A pair of Edina Chefs Let Us Peek into Their Personal Food Lives

Anthony Leonhardi and his son Auggie making pancakes.

Edina has a robust restaurant scene, with talented chefs creating delicious food every day. We recently talked with two local chefs about how they got into the culinary world, what they like to cook at home, what their favorite food memories are—and what they’re tired of cooking. Their backgrounds and perspectives may vary, but they share one important trait: They’re very passionate about food and cooking.

Anthony Leonhardi

Pittsburgh Blue’s executive chef got his start in the pizza business at age 15, working at Davanni’s. He worked there throughout his high school years. “I caught the food bug,” he says. He studied culinary arts at the Art Institutes International and was able to get in the door at Lucia’s Restaurant afterward. He absorbed everything he could learn there, then ran a pop-up restaurant in Madison, Wis., before returning to Minnesota. After working at the now-closed Via Café in Edina, Leonhardi connected with Parasole Restaurant Holdings, first as the executive chef at the St. Paul Salut before crossing the river to the company’s Edina location.

His home cooking these days has a lot to do with what his 2-year-old will eat. “Asian, Mexican, more ethnic foods, more stir-fries, things that are more pedestrian than what I cook at Pittsburgh Blue,” he says. “It’s simpler than people would think for a chef. We get a CSA share in the summer, and whatever we get, we work in. I got used to that at Lucia’s.”

Food memories are abundant for Leonhardi. “Eating at Alinea in Chicago, that was amazing,” he says. “And for my 30th birthday, we went out to Napa Valley and ate for a week straight.” But he also has memories with less gourmet roots. “Growing up, my grandmas and my mom threw down for all the holidays,” he says. “Waffles at the cabin, fish fries, all the good stuff. We had no Instagram, no iPads.
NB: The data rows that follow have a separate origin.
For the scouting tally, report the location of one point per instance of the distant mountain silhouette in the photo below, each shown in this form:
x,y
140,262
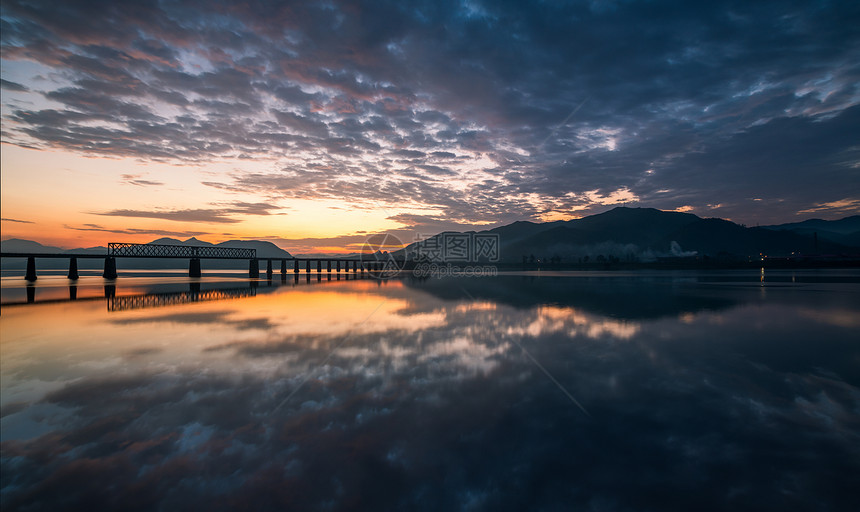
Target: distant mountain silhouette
x,y
647,234
18,245
844,231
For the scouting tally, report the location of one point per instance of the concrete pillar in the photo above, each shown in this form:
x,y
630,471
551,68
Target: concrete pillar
x,y
73,268
194,268
110,268
31,269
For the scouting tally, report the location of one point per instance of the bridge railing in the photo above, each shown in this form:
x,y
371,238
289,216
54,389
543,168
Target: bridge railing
x,y
178,251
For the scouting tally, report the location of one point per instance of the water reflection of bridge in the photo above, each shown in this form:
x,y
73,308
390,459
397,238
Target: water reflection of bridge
x,y
194,292
153,300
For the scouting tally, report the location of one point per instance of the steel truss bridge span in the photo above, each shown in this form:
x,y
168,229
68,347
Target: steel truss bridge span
x,y
179,251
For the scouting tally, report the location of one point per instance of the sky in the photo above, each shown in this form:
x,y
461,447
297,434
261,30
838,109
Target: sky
x,y
313,125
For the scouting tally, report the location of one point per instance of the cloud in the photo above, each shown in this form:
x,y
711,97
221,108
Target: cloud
x,y
12,86
511,113
135,231
134,179
210,215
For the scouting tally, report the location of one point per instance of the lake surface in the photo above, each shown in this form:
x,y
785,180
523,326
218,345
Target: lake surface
x,y
541,391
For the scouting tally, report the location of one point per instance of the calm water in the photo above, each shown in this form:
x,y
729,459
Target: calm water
x,y
580,391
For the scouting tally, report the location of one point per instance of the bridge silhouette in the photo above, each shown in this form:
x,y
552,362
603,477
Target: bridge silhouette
x,y
197,253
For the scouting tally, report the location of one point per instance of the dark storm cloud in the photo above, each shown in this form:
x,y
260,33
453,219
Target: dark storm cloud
x,y
135,231
571,101
11,86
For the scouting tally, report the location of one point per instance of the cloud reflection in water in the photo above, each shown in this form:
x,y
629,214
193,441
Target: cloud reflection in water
x,y
429,404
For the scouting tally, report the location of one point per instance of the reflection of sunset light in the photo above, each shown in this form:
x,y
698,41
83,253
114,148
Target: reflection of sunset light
x,y
475,306
551,319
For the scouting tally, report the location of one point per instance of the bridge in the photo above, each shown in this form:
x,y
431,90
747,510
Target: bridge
x,y
195,254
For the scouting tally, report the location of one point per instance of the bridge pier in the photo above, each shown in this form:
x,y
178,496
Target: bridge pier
x,y
194,268
110,268
31,269
73,268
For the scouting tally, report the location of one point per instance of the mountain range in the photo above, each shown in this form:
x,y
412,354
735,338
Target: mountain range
x,y
647,234
625,234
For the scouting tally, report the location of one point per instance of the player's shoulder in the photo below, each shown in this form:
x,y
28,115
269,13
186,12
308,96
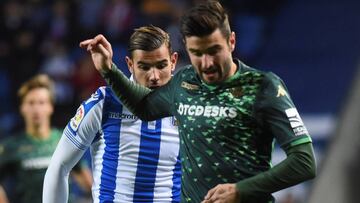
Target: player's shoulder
x,y
185,72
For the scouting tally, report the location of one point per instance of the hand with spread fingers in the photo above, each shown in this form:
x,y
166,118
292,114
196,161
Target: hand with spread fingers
x,y
222,193
101,52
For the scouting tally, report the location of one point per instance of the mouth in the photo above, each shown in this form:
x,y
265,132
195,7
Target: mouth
x,y
154,86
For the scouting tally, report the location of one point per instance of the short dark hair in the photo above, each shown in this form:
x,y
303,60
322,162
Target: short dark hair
x,y
38,81
148,38
204,19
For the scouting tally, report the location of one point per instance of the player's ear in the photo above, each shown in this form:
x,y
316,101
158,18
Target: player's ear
x,y
173,60
130,64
We all joined in.” He carried that homemade approach through to his own son, making all the baby food from scratch. “Whatever we put in front of him, he eats,” says Leonhardi. “No junk food in the house, it’s all healthy and whole.”

Leonhardi has difficulty identifying one thing that he’s tired of cooking. “The thing is, you can try to always keep things fresh,” he says. “Sure, Caesar salad, it’s everywhere, but you can still improve it. I guess my approach is, if I’m tired of it, then I need to question it. Why am I still doing it? What can I do differently? Maybe use different ingredients, different techniques, find new suppliers. It becomes more of a challenge rather than being bored.”

Stephen Jones

Jones is the executive chef at Salut Bar Américain on 50th and France. Jones didn’t have culinary school aspirations during high school. “I worked as a dishwasher for six months in high school,” he says. “But back then, there was no Food Network, no big draw. I had a couple of friends who were going to culinary school, so I went with them. I ended up staying, they didn’t.” Originally from Providence, R.I., Jones first worked as a chef in Boston before moving to Columbus, Ohio.

Why Columbus? An unusual opportunity. “I worked at a high-end new country club,” he says. “It was privately owned by a billionaire. There was no budget. We could do whatever we wanted.” It was a wonderful time to be a chef, but when 9/11 came along, followed by a recession, reins were tightened.

It was in Boston where Jones met his wife, who grew up in Eden Prairie. “We always joke that the East Coast guys, we end up in Minnesota because we follow our wives,” Jones says, with a laugh. The first thing the couple did upon arrival in Minnesota was buy a 20-acre farm. Unfortunately, the farm couldn’t sustain them financially, so Jones went to work at Good Earth before working his way up to Salut.

When it comes to cooking at home, his kids have some say in the matter. “My 12-year-old daughter loves to bake, so we make lots of cakes, muffins and pancakes,” he says. “For meals, we do a lot of one-pot meals, like soups and stews.”

His food memories are rooted in discovery. “My mother didn’t cook with fresh ingredients other than things like basil,” he says. “The first amazing food memory I have is of working with fresh ginger for the first time. I grated it, got it on my hands, kept smelling it, wondering, ‘How does this work?’ It just kept going from there, all the Asian flavors, all the new ingredients, things like lemongrass.” The endless discovery strengthened his work: “Things that don’t look like what they end up tasting like, that pushed me.”

As for what he’s tired of, he says it’s not a specific item, but an attitude. “I just wish people would eat in moderation, eat and be happy. Eat what they want. Skip all the trendy stuff. Just enjoy.”


(Chef Stephen & Christina at home with Sophia (12), Isabella (7), Cecilia (3).)